Abraham could see no clear way that his barren, ninety year-old wife could bear him a son, yet this same chapter says he “considered him faithful who had made the promise.”  Faith, then, depends on how well we trust solely in God’s solid-rock character that does not change despite our circumstance.  Talk about ‘faith under trial’–it is only under trial that we know if we have true faith.

This came home to me in 2012 when my wife, never a smoker, was diagnosed with lung cancer.  Now into our sixth year of various chemotherapy and radiation treatments, even a four-hour surgery last May to remove an egg-sized brain tumor, my faith as a husband and caregiver, elder and evangelist, in particular is still under trial.

If I get a cold, I am reasonably assured that if I take a regimen of medicines over a short window of time, I will be better soon.  Colds come and go, often with no serious life-altering effects.  It is a very low-level of faith indeed (even if at the time I feel like I might die) to believe that I will eventually get well.  But cancer?  We have been living with excruciating uncertainty for six years!  Will she live or die?  Is today a go-to-work or lie-on-the-couch day?  Will she feel too queasy to eat supper tonight or is there a specific craving that I have to run to the store to find?

That kind of trust over that period of time takes incredible faith.  “God’s got this–He always has,” has become our mantra that reminds us, sometimes daily, that He is the only One who has ever been in control anyway.

It was always during the difficult times that Jesus would rebuke his followers for lack of faith.  It is not easy to be a Christian.  When the squall comes up on our Sea of Galilee, we believe God to be asleep and so not in control.  We may even accuse Him of not caring.  But, our lack of faith is showing.

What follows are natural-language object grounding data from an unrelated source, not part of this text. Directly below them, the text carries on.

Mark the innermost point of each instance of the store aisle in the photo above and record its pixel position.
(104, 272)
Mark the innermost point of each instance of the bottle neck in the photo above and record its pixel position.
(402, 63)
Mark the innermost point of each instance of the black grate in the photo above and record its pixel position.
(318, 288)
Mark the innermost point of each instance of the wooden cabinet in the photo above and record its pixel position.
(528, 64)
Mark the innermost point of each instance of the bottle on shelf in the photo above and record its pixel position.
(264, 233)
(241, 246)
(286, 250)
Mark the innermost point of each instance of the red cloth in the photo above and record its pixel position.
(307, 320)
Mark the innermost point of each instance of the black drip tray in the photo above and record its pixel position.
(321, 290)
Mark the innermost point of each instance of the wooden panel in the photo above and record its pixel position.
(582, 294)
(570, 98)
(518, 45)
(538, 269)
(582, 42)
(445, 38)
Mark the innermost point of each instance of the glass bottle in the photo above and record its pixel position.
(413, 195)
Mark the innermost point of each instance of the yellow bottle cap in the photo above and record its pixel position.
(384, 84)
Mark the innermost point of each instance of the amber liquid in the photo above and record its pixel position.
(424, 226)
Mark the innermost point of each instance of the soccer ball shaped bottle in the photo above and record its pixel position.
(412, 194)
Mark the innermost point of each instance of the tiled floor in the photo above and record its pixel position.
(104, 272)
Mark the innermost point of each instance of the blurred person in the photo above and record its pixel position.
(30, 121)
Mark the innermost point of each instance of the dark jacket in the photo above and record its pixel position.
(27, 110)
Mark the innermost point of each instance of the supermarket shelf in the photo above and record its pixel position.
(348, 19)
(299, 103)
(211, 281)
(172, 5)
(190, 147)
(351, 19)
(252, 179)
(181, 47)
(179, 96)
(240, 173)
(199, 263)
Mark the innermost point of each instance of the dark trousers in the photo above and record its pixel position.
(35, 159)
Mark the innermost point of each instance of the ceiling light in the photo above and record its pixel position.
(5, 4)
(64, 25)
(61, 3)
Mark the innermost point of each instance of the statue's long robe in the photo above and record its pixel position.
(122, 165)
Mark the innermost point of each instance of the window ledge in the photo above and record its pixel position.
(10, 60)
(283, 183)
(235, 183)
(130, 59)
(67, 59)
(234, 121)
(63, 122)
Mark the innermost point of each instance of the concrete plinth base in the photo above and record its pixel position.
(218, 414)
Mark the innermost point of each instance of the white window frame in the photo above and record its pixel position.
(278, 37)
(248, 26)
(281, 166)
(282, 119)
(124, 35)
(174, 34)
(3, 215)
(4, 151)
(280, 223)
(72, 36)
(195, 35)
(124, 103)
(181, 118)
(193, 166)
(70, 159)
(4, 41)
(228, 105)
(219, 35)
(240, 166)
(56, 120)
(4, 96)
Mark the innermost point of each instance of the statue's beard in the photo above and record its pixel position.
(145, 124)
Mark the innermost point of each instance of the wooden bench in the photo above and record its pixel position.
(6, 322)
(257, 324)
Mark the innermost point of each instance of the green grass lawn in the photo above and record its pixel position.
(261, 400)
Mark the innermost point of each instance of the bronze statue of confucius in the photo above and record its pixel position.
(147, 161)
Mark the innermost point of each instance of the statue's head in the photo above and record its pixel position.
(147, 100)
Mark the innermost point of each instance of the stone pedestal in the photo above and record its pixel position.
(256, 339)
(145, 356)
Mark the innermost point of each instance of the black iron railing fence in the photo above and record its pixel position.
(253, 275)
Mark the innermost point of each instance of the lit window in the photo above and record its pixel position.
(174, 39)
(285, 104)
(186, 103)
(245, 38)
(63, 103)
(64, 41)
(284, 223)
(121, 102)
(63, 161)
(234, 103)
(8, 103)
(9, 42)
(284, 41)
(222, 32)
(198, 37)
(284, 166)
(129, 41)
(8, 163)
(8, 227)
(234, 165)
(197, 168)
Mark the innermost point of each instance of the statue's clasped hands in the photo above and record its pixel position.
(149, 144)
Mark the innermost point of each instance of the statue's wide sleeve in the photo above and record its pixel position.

After Jesus’ hard teaching about His body being real food and His blood real drink in John 6, many “turned back and no longer followed him.”  When Jesus asked the Twelve if they too would leave, Peter answered with words that should encourage all to find faith under trial, “Lord, to whom shall we go?  You have the words of eternal life.”

There’s no one else.  Our lives depend on us having faith under trial.